Sometimes, in exchanges recorded by undercover cameras, agents would deter white buyers from house hunting in minority areas.


“Follow the school bus, see the moms that are hanging out on the corners,” Rosemarie Marando, a Coldwell Banker Residential Brokerage agent, told one buyer.


In another case, Le-Ann Vicquery, then a Keller Williams Realty agent, extolled the virtues of the Long Island hamlet of Brentwood to a black buyer. But to a white buyer interested in Brentwood, Ms. Vicquery sent this text message: “You may want to look into recent gang killings in the Brentwood area online.”The discrimination found by Newsday flagrantly violates the Fair Housing Act, approved as part of the 1968 Civil Rights Act, banning discrimination in housing based on race, religion, national origin, sex, handicap or family status.


The Fair Housing Act offered watershed relief to black, Jewish, and other Americans who had long been blocked — by the force of federal, state and local laws, as well as racial terrorism — from living in or buying homes in majority-white or non-Jewish neighborhoods.


New York’s suburbs were no exception. Levittown, the Long Island suburb of tidy homes whose name became synonymous with middle-class success in postwar America, was all-white, even as the development was only made possible because of federally backed loans.


Those loans were administered by the Federal Housing Administration, which maintained color-coded maps of neighborhoods across the United States. Under a process known as “redlining,” the federal agency marked off areas where black people lived, then refused to insure mortgages in those areas.


Under the same federal rules, black Americans weren’t able to buy homes in new developments like Levittown, even under the much-celebrated G.I. Bill that helped so many white Americans enter the middle class.


It is no longer 1949; explicit racism in real estate is no longer legal. But the Newsday investigation makes clear that the changes in the rules are greater than the changes in reality. Real estate agents will shake the hands of black buyers, and show them around, but those buyers are still being treated as second-class citizens because of the color of their skin.







In a country where homeownership has long been the way to build wealth, discrimination in housing is uniquely harmful. It is the chief reason behind the deep segregation in New York’s public schools, which is among the worst in the country. It also helps explain the startling racial gap in wealth in the United States. The median wealth of white Americans is $134,000, according to the Economic Policy Institute. The median wealth of black Americans is $11,030.


Americans would find it unfathomable if schools or water fountains were labeled “White Only,” as was commonplace across the South just several decades ago. They would be kidding themselves to think this kind of discrimination in housing, without the labels, is any less pernicious.


But there’s plenty that can be done about it.


The New York State attorney general, Letitia James, said on Tuesday that her office’s Civil Rights bureau would investigate housing discrimination on Long Island. Officials said anyone with information about possible violations of the Fair Housing Act can call (212) 416-8250, or email civil.rights@ag.ny.gov.

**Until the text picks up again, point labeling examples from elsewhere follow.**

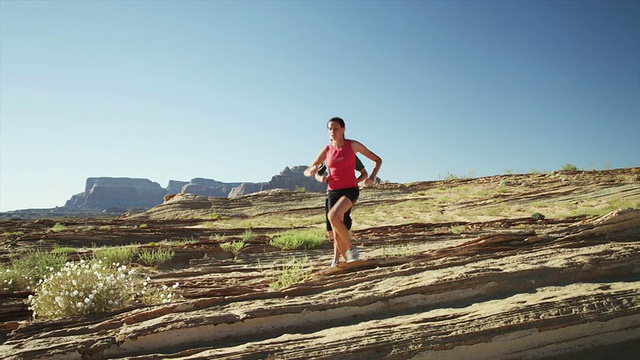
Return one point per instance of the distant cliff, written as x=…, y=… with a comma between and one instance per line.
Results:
x=125, y=194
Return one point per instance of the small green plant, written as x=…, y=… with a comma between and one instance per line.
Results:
x=233, y=247
x=116, y=254
x=156, y=257
x=291, y=271
x=248, y=235
x=57, y=228
x=537, y=216
x=458, y=229
x=290, y=240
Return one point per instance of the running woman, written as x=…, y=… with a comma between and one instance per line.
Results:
x=343, y=190
x=323, y=176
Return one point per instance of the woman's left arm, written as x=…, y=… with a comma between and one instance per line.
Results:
x=359, y=147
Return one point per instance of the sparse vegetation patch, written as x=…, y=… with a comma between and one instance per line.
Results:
x=290, y=271
x=305, y=239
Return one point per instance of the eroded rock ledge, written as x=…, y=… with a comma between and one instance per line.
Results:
x=548, y=291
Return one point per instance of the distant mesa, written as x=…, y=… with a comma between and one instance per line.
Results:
x=127, y=194
x=118, y=195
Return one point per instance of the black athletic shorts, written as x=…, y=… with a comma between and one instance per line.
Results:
x=332, y=198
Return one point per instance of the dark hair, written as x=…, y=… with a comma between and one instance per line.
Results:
x=338, y=120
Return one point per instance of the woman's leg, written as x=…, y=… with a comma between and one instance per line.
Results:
x=336, y=218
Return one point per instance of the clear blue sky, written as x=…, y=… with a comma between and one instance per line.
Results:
x=236, y=91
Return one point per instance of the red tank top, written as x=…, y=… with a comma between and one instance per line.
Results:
x=341, y=163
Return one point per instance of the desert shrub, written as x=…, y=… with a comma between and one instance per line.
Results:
x=248, y=235
x=25, y=271
x=82, y=288
x=57, y=228
x=233, y=247
x=290, y=240
x=116, y=254
x=458, y=229
x=156, y=257
x=88, y=287
x=290, y=271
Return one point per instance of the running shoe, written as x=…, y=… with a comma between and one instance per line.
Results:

Gov. Andrew Cuomo, a former head of the federal housing department, said in February 2016 that New York would launch a “fair housing enforcement program,” using paired testing and beginning in Buffalo, Syracuse and New York City’s northern suburbs. But Newsday found that the state has not conducted any additional paired testing after that initial round of 88 tests. The Newsday investigation makes clear that the state needs to get up off the couch.

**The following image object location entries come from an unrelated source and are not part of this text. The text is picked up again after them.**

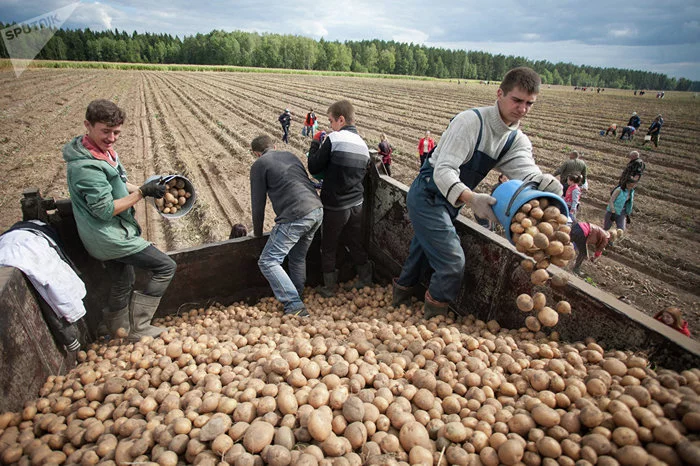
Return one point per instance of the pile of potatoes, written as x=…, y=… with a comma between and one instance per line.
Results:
x=359, y=383
x=175, y=197
x=540, y=231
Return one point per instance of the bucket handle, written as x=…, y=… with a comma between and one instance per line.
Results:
x=517, y=192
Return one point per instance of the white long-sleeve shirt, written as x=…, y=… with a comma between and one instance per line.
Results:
x=458, y=143
x=53, y=279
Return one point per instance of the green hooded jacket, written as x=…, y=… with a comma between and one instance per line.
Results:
x=94, y=185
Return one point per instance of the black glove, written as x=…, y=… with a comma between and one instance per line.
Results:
x=155, y=188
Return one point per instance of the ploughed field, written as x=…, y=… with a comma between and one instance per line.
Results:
x=200, y=124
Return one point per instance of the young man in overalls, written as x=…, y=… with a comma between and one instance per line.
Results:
x=476, y=141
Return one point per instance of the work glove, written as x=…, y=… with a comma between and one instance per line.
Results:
x=548, y=183
x=481, y=206
x=155, y=188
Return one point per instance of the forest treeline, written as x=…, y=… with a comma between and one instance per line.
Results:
x=240, y=48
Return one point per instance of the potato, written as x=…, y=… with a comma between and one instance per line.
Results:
x=541, y=241
x=525, y=302
x=539, y=277
x=524, y=243
x=528, y=265
x=510, y=452
x=532, y=324
x=563, y=307
x=555, y=248
x=548, y=317
x=258, y=436
x=319, y=423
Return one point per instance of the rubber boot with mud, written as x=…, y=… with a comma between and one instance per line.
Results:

The paired testing Newsday relied upon is expensive, but necessary. The Department of Housing and Urban Development conducts a national test every decade, which reliably finds evidence of discrimination. The most recent results were published in 2012.

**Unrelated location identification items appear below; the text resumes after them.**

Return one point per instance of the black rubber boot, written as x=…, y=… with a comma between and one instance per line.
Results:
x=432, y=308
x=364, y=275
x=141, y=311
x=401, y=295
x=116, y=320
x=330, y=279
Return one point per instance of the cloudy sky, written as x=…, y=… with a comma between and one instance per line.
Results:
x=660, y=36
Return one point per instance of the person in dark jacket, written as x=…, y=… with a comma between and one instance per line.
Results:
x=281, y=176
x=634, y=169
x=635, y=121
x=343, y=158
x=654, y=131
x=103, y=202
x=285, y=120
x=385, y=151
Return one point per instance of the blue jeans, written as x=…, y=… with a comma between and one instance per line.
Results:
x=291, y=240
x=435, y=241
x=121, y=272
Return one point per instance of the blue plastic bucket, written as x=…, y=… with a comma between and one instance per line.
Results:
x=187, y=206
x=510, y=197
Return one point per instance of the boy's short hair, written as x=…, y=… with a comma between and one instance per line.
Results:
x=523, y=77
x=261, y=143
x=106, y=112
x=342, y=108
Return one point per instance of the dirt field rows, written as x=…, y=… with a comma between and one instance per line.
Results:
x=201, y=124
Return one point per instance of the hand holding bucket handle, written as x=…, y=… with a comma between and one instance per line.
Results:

Taxpayers need not foot the bill. By licensing real estate agents, New York is conferring a valuable privilege. That license also comes with obligations and, evidently, a need for more supervision. The conclusion is straightforward: New York should impose a fee on real estate agents to fund a vigorous program of paired testing, and agents who are found to be discriminating against clients should face severe penalties.


Yet the persistence of discrimination suggests the need for still stronger correctives.


In Australia and the United Kingdom, home buyers rarely hire their own real estate agents. Instead, the agent selling a home handles the whole process. This is significantly cheaper for buyers and sellers, and it limits the opportunity for discrimination, since buyers decide which houses to visit on their own.







The key difference is that buyers in those countries pay agents directly, whereas in the United States, the trade associations that control real estate listings require sellers to agree to pay the buyer’s agent as a condition of listing a home.


Consumer advocates have long attacked this “buyer broker rule” as a key reason agents still are able to command such high fees. That is reason enough for New York to end the practice. But reducing the reliance of buyers on real estate agents — or at least shifting the relationship so the agent is paid by the buyer — could also make a meaningful difference in reducing the practices uncovered by Newsday.


More than 50 years after the Fair Housing Act, black Americans and other minorities are still waiting for the protection of full citizenship under the law, and in everyday life.


Their fellow Americans may be shocked. But they can no longer say that they didn’t know.